DeVore-Mitchell and some of her family members came up with the idea to open up a modeling school to train other women of color to both enter and succeed in the modeling and entertainment industry.

DeVore-Mitchell realized that in order to teach these skills she would need to be formally trained. So she enrolled in the Vogue School of Modeling in New York.

When it was almost time for DeVore-Mitchell to complete the program, a brown-skinned Black woman showed up at the school seeking to learn the ins and outs of the modeling industry as well. Her arrival caused a bit of an uproar in the school as instructors didn’t know what to do with this woman, particularly since they thought they didn’t admit women of color. It was then, watching their frantic reaction, that DeVore-Mitchell realized that the school didn’t realize she was also Black. She had passed, unknowingly. DeVore-Mitchell, close to completion, didn’t say anything and took the knowledge she and acquired to start her own modeling school for women and men of color.

In 1946, the same year that she left Vogue, DeVore-Mitchell started the Grace Del Marco modeling agency in New York.

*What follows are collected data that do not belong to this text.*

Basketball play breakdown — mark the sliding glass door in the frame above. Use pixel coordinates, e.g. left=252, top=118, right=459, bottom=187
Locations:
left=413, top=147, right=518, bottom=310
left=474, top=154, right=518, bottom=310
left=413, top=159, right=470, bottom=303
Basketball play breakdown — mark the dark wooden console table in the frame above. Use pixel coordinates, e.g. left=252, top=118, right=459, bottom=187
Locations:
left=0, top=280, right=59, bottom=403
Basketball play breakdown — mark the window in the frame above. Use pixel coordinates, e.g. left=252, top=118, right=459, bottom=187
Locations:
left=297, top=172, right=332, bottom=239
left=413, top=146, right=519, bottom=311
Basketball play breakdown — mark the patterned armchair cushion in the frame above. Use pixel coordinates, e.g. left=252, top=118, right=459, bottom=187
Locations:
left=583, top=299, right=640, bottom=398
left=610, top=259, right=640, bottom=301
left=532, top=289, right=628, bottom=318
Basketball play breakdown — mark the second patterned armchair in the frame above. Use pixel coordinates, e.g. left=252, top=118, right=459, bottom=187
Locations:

Two years later, she opened the Ophelia DeVore School of Self Development and Modeling. There, she taught more than 20,000 students etiquette, poise, posture, speech and ballet. She taught students how to carry themselves, how to look people in the eye, how to cross their legs properly and how to leave an impression walking in and out of a room.

The school’s marker of success was the number of legendary stars who attended or graduated from the program, including legendary names like Diahann Carroll, Cicely Tyson, Susan Taylor, Gail Fisher and Richard Roundtree.

The agency held shows in churches, on college campuses and in the ballrooms of the Diplomat and Waldorf Astoria hotels. DeVore-Mitchell’s breakthrough came when she traveled to Europe and made a name for herself in the French fashion world.

In continuation of her work, DeVore-Mitchell produced a promotional campaign for Johnson & Johnson. The project launched the career of supermodel Helen Williams. DeVore-Mitchell and her students made history as hosts of ABC’s weekly television show “Spotlight on Harlem.” It was the first show produced by and for African Americans.

Later, in 1959 and 1960 DeVore-Mitchell made history when two of her clients became the first Americans, of any race, to win titles at the Cannes Film Festival.

In 1968, she married Vernon Mitchell and the two remained together until he died in 1972.

Throughout her career, DeVore-Mitchell created two the of first ethnic beauty contests, developed a column in the Pittsburgh Courier Newspaper and she created a line of cosmetics specifically for women of color.

Through her involvement in virtually every facet of the beauty and entertainment industry, DeVore-Mitchell changed the entire game.

DeVore-Mitchell passed away just last year, February 28,  at the age of 91-years-old. She is survived by her five children and her 9 grandchildren.

If you get a chance, you should really take a listen to her full sit down interview with the National Visionary Leadership Project. She was a phenomenal lady and an exceptionally good storyteller.